In 2001 I found a job shortly after construction of the International Space Station. Our team — Operations Planning — were responsible for learning about the work the crew would perform while leaving in space for months at a time. We had weeks of academy training on the space shuttle and the space station. We learned about the sleep requirements, the equipment requirements, construction process, the technical details of the U.S. and Russian spacesuits, and experiments. We had office work to develop the plans.
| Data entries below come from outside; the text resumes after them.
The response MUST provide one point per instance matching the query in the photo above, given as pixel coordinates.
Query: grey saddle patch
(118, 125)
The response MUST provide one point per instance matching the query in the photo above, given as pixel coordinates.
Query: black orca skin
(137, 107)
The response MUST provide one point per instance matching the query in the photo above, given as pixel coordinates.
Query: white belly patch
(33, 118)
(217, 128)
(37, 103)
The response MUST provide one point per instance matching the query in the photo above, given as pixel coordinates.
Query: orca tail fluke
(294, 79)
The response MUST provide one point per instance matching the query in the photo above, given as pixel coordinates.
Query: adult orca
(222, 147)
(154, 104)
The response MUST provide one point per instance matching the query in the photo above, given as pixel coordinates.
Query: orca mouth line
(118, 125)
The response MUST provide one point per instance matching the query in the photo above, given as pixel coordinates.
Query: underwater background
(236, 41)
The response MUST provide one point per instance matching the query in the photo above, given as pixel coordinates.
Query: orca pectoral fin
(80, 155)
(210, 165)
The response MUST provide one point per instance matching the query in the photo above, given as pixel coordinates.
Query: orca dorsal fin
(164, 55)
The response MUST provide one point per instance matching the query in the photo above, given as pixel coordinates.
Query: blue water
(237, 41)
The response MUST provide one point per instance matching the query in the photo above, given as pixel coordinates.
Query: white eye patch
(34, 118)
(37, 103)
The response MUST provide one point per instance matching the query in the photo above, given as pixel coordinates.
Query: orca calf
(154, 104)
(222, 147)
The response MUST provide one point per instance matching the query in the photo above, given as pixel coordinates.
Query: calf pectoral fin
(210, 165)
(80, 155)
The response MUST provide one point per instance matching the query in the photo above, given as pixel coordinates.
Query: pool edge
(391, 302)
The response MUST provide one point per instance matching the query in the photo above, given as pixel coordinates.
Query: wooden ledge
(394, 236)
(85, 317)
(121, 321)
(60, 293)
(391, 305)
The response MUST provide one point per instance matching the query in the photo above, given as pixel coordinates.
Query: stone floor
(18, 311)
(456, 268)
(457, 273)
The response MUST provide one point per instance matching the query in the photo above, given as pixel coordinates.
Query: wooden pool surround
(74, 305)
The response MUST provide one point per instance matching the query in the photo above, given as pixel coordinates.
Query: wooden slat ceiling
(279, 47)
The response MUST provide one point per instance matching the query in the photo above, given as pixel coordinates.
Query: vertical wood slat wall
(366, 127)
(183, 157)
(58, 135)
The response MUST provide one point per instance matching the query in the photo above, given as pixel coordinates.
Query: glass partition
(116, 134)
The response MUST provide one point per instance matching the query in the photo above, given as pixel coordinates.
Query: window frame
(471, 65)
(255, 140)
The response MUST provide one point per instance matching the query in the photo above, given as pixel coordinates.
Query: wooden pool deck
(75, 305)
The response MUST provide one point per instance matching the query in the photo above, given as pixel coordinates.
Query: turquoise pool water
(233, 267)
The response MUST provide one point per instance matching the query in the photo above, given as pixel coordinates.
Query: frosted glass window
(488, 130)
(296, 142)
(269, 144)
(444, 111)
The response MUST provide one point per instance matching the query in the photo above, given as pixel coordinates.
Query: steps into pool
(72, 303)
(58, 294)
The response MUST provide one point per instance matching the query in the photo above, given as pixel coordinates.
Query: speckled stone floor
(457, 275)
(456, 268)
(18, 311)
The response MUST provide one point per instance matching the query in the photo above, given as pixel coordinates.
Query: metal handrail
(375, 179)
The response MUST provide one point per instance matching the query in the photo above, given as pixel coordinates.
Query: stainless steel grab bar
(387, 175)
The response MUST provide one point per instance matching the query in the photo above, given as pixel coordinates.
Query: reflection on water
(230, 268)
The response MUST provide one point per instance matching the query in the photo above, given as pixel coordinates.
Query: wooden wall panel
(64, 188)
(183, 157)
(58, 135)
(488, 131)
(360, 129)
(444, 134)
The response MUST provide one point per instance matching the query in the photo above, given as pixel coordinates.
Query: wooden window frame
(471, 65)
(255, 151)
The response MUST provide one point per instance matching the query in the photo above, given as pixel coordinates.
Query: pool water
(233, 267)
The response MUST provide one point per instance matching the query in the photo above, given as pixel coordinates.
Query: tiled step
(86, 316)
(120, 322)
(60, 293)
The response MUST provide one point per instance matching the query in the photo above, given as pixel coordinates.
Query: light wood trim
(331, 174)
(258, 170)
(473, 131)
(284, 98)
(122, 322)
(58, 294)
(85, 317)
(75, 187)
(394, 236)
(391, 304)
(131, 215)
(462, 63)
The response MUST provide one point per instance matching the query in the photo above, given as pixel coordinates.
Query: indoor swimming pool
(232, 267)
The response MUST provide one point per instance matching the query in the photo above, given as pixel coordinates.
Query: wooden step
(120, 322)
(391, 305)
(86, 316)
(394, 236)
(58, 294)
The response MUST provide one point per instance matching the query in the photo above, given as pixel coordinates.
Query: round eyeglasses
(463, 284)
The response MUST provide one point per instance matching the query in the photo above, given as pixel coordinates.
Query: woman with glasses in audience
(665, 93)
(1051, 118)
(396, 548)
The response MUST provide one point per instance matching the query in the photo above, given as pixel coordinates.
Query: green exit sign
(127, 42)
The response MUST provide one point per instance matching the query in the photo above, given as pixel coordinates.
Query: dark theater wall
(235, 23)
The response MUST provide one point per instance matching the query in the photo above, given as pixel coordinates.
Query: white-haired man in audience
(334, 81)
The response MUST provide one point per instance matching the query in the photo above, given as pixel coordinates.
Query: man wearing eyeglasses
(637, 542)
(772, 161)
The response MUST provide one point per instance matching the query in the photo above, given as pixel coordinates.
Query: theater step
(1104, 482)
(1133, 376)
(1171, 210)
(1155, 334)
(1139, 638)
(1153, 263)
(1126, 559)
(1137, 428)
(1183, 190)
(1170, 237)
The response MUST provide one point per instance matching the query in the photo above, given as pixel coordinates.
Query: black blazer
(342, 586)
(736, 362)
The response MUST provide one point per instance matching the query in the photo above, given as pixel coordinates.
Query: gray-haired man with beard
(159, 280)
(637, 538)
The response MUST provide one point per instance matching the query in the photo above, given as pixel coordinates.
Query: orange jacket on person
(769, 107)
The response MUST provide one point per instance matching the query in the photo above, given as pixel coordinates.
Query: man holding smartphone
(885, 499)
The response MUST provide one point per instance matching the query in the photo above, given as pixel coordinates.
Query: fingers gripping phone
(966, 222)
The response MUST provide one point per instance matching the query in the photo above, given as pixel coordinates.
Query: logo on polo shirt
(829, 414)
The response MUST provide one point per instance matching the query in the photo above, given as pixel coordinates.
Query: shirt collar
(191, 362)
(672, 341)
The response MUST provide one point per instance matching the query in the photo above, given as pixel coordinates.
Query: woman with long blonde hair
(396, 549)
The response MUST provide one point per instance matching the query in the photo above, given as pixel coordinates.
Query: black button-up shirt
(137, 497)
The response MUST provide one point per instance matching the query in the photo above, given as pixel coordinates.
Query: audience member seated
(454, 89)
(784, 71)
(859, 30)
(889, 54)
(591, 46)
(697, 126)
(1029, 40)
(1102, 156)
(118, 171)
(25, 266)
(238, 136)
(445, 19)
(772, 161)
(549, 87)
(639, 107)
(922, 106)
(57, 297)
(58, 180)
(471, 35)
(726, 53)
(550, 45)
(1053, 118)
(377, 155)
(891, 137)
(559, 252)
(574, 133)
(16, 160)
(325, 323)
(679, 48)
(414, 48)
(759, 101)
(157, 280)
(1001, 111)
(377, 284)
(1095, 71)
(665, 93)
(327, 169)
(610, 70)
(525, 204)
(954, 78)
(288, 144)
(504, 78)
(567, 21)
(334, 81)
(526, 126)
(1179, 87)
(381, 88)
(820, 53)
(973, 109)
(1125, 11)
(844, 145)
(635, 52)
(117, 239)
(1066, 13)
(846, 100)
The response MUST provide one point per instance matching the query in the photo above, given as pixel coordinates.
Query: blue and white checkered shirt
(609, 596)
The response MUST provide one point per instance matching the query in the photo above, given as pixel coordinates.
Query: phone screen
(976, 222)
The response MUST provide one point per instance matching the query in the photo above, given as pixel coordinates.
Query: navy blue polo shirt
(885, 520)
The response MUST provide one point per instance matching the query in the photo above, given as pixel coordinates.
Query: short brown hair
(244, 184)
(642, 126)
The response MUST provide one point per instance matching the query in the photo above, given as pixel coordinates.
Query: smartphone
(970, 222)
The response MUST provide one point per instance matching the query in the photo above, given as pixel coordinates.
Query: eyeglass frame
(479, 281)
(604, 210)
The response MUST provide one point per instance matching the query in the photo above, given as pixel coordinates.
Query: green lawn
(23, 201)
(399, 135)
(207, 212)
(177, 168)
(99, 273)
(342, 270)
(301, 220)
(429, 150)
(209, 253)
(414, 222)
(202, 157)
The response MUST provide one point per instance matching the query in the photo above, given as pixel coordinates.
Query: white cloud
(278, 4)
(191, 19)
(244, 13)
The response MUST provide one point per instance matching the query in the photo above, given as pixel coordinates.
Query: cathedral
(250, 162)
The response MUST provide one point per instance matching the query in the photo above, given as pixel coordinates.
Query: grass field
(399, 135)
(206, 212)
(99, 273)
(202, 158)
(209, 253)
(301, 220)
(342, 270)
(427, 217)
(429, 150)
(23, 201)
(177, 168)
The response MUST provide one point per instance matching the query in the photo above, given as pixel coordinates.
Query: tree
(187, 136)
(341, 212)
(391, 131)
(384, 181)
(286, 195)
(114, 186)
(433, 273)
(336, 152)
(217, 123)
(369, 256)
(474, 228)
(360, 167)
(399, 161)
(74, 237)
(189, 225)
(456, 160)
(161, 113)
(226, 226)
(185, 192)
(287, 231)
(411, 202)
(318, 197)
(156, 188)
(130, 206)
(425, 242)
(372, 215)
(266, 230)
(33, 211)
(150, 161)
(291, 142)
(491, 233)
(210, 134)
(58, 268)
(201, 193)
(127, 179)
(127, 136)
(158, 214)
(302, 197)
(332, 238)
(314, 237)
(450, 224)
Our other responsibility was to work in the Mission Control Center — a large block of a building. It takes a lot of people to work together to monitor the status of the space station and provide support to the crew. My job was to organize and uplink documents from my computer workstation to the International Space Station astronauts and cosmonauts. We wore headsets to listen to several conversations simultaneously between different groups in different rooms throughout the building. My schedule could be 9 hours for 7 days followed by time back in the office. There was a lot of information to sort through coming through our ears and on our computer screens. We also had shared data with co-workers working in the same room who had other tasks.
It took team work and communication. There were a lot of people required in the office and in the Mission Control Center to get the work done. We were also working with people in the Russian Control Center as well as translators in our own building. Many of us studied Russian to help us understand the documents we had to uplink. We worked together to make sure the translation made sense because languages can be very tricky and sometimes funny.